Une situation qui ne devrait pas toucher l’Afrique
D’après les dernières informations, les médias français sont soutenus par les éditeurs de presse européens et américains, les GAFA n’ayant pas forcément la même influence en Asie. Reste l’Afrique, dernière région qui pourrait encore être impactée par ce bras de fer. Néanmoins, pour Dominique Flaux, de l’agence Mediamania à Genève : « Je ne crois pas que cette polémique touche vraiment l’Afrique où les GAFA ont plutôt contribué à réduire le gap de moyens entre les médias africains et des médias occidentaux, très intrusifs en Afrique. Le marché de la communication africain est encore peu développé.
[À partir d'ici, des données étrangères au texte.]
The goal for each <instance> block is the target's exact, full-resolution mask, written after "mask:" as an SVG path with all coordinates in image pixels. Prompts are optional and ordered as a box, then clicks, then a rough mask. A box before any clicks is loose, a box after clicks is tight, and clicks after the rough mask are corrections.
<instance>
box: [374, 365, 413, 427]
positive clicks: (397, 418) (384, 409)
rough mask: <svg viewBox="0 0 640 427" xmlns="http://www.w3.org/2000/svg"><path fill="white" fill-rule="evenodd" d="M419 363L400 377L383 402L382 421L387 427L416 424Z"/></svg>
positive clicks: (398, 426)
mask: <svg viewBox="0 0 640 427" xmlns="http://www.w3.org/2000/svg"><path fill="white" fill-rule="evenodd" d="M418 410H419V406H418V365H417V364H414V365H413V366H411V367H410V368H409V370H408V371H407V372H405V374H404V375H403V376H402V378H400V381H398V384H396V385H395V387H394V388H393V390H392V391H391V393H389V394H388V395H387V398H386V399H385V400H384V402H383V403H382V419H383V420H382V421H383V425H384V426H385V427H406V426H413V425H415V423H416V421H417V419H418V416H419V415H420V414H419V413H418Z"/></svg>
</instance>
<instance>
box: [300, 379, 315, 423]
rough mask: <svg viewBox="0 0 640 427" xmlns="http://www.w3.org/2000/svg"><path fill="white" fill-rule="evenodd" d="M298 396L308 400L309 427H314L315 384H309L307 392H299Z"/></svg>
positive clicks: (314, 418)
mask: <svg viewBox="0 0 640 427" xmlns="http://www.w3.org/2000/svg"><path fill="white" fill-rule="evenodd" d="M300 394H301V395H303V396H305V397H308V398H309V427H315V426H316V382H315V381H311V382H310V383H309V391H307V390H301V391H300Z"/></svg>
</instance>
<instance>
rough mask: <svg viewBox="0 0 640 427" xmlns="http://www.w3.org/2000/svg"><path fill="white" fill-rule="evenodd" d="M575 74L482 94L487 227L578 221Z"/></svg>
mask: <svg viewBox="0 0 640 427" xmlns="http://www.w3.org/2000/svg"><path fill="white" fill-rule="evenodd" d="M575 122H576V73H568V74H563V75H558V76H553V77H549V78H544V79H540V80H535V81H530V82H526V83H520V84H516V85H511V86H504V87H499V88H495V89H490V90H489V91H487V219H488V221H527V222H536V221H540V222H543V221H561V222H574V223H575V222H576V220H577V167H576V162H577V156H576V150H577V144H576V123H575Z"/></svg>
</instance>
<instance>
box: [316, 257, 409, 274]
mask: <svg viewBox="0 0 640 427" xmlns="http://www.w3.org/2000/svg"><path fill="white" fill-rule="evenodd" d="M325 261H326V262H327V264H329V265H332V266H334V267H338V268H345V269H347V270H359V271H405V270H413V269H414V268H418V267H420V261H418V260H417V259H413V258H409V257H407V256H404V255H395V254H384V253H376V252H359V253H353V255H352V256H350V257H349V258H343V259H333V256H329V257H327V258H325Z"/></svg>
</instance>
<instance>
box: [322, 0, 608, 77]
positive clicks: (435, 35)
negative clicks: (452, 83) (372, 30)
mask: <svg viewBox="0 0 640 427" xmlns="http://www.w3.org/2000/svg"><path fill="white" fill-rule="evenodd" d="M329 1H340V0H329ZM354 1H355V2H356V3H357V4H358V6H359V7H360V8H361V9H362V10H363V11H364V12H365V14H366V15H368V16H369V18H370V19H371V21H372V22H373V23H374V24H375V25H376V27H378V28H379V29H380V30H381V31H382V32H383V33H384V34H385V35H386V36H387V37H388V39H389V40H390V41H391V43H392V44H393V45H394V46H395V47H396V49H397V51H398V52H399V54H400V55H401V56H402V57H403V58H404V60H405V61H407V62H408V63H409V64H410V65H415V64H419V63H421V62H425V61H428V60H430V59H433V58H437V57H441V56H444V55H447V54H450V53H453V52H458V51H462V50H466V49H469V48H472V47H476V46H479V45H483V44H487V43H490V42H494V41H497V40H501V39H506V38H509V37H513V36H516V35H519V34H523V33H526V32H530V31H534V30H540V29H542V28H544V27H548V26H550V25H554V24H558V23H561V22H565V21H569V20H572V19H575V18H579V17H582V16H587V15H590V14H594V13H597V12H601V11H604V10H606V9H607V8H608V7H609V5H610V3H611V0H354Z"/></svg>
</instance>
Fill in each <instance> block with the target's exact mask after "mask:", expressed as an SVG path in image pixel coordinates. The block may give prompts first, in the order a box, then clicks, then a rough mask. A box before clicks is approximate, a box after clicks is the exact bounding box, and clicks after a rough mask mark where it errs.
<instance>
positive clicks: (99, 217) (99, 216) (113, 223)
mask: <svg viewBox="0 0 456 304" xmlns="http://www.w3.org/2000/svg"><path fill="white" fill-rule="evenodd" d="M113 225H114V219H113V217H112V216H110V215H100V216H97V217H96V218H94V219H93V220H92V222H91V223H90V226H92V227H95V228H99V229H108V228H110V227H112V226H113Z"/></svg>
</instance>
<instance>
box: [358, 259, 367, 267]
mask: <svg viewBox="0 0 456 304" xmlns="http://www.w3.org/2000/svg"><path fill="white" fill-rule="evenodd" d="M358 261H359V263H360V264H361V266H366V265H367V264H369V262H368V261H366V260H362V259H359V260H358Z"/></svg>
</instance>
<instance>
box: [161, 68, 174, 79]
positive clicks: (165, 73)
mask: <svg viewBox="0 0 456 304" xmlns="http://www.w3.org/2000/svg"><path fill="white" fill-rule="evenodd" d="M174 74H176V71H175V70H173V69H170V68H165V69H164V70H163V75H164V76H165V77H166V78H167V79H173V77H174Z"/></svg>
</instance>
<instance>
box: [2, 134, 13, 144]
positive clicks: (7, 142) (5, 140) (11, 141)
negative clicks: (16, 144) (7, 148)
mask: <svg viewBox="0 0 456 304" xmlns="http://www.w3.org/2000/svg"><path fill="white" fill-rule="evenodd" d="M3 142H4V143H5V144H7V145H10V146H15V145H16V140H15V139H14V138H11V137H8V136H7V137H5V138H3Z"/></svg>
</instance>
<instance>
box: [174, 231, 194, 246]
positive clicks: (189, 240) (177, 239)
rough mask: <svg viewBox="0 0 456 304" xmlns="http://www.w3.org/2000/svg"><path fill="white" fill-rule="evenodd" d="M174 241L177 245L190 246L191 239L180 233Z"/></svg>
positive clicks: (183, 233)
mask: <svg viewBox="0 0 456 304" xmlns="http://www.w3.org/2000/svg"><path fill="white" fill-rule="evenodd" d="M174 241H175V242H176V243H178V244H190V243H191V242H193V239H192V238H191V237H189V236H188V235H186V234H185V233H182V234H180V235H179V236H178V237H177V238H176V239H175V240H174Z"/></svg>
La plus grande partie reste à inventer. Du coup, les Africains sont moins défensifs. Ils n’ont pas vraiment peur des GAFA. Ils cherchent davantage à inventer, à adapter, à innover ». Pour lui, les GAFA ne détournent pas la manne publicitaire des éditeurs de presse. « Je ne pense pas que les GAFA détournent la publicité. Ce sont les annonceurs qui ont trouvé avec les GAFA une manière de communiquer plus efficace et plus accessible que la bonne vieille location d’espaces publicitaires dans les médias. Pour ce qui concerne les droits voisins, il me semble que c’est un mauvais procès. Tous les médias utilisent au maximum des GAFA pour développer leur audience. Personne ne les y oblige. S’ils le font, c’est qu’ils y trouvent un intérêt. En revanche, il faut absolument que les GAFA paient leur juste part d’impôts, partout où ils exercent ».
Finalement, la « position dominante des GAFA » doit être relativisée. Selon Dominique Flaux, « c’est aux médias de proposer aux annonceurs des services plus attractifs. Les progrès des nouvelles technologies, et notamment de l’intelligence artificielle, devraient les y aider ».